ブラームスの声楽作品のテキストに「コーヒー」が出てくる。おそらく一箇所だ。「49のドイツ民謡集」WoO33の27番。以前に「雪山讃歌」と似ていると指摘した作品。

一人の乙女が3人の男から意中の人を選ぶ筋書き。一人目は左官、二人目は大工、結局三人目の軽騎兵を選ぶ。軽騎兵は当時としては、あこがれの職業。最後に乙女が軽騎兵を選ぶのは、ベタな展開だが致し方あるまい。その男が毎日早起きしてコーヒーを飲むと歌われる。

バッハの名高い「コーヒーカンタータ」ほどの重要な位置付けではなくて単なる小道具だが、正規の歌曲には出現しないので貴重。

2012年3月20日 (火)

クォドリベート再考

バッハの「ゴールドベルク変奏曲」の第30変奏が気に入っていると何度も書いてきた。さまざまな旋律が同時に鳴らされるという特異な形式が、「Quodlibet」(クォドリベート)と呼ばれている。「みんなで一緒に」程度の意味だ。

昨今ずぶずぶとはまっている学生歌だが、そのキッカケともいえる「ガウデアムス」のテキストを調べていて驚いた。4番の歌詞だ。

Viva academia,vivant professors 大学万歳、先生万歳

Viva academia,vivant professors  大学万歳、先生万歳

vivat membrum quodlibet,vivant membra quaelibet 同胞万歳、すべての同胞万歳

semper sint in flore 永久に栄えあれ

semper sint in flore 永久に栄えあれ

3行目に「quodlibet」が出てくる。和訳と無理にこじつけると「全ての」くらいの意味に落ち着けそうだ。あるいはその前行と前々行の大学や先生をも含めた「全て」の意味かもしれない。

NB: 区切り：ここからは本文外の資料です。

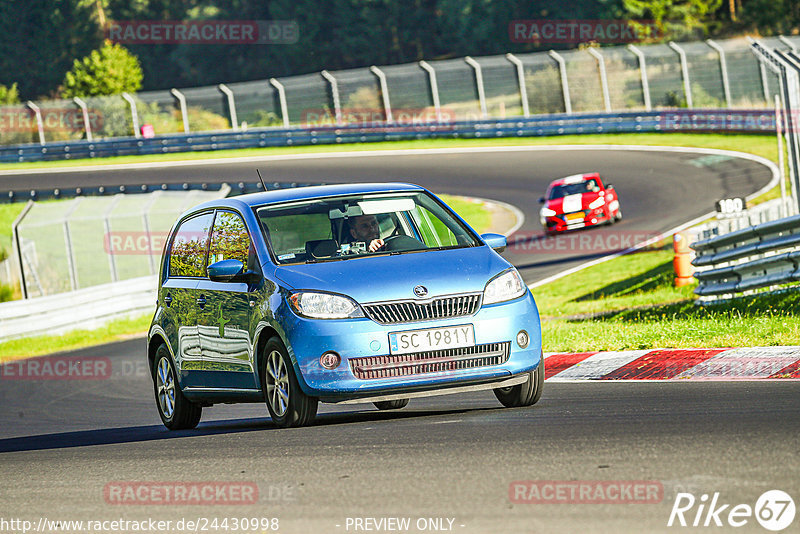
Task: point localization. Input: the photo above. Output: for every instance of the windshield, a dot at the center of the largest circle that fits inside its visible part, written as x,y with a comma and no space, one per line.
578,188
339,228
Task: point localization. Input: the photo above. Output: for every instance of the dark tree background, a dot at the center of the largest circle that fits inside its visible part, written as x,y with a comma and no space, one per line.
41,38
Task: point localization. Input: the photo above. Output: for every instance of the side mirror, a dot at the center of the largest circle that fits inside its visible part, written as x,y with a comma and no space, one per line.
225,270
497,241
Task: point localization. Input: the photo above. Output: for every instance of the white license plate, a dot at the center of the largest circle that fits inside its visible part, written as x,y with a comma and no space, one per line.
452,337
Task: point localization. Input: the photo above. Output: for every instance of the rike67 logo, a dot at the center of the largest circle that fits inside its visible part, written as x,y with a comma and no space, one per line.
774,510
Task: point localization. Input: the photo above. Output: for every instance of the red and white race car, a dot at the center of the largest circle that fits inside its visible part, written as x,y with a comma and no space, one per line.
579,201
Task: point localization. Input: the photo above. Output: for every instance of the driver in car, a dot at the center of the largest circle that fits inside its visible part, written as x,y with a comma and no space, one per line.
365,228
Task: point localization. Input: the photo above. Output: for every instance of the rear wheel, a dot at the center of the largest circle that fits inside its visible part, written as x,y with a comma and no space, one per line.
176,411
391,405
287,404
525,394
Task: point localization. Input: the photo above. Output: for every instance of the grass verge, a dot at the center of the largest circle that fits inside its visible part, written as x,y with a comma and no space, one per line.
116,330
761,145
629,303
475,213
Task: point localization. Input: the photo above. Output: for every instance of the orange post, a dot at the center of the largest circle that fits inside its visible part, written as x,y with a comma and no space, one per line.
682,262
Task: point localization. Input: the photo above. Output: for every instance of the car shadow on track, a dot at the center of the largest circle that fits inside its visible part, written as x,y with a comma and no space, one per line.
135,434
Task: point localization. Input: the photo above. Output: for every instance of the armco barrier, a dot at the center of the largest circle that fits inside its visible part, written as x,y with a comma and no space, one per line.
84,308
695,120
752,258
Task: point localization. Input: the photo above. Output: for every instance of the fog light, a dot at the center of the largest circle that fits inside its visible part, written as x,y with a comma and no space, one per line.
330,360
522,339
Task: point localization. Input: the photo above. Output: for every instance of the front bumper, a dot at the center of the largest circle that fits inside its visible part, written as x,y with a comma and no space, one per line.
563,223
308,339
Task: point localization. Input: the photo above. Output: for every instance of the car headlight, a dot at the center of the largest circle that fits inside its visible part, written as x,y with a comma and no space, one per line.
547,212
324,305
597,203
505,286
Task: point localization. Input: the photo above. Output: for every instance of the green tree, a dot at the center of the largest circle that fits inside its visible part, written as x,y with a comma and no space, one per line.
111,70
41,38
675,19
9,95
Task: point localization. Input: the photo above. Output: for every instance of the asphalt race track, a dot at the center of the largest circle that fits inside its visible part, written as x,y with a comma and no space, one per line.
446,463
658,190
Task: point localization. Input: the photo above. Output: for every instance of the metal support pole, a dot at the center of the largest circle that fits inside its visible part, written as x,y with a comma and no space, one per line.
601,67
479,83
687,86
39,122
562,67
337,106
788,43
282,98
87,126
723,67
182,104
134,114
387,106
643,69
764,82
779,131
523,90
434,88
17,244
73,270
155,195
112,262
225,90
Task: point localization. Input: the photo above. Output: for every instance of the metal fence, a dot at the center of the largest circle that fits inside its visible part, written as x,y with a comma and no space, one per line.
72,244
624,78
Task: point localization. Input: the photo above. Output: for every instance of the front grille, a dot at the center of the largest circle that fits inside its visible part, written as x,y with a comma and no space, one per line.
434,361
409,311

出てくる単語が「そういえばわかるような気がする」というスペリングなのが笑える。特に4、5行の「sempr」は、音楽用語の「sempre」と関係があるに違いない。

2012年3月18日 (日)

tenerae amabiles

大学祝典序曲のラストを飾る学生歌「Gaudeamus」はラテン語の歌詞を持っている。大抵は4コーラスだ。各々のコーラスの意味は下記の通り。

  1. 青春時代を楽しめ
  2. 大学に栄光あれ
  3. 乙女たちよ健やかなれ
  4. 祖国よ永遠なれ

その3番目は婦人礼賛のテキストだ。「乙女たちよたおやかで愛らしくあれ」と歌われるその場所こそが本日のタイトル「tenerae,amabiles」だ。ブラームス愛好家は「ハハーン」となる。「tenerae」は「teneramente」、「amabiles」はもっとストレートに「amabile」を思い浮かべるに決まっている。インテルメッツォop118-2冒頭に鎮座する「Andante teneramente」は至高の指定で一般に「優しく」と解される。ヴィオラソナタ第2番の冒頭とイ長調ヴァイオリンソナタに「Amabile」があって「愛らしく」と訳される。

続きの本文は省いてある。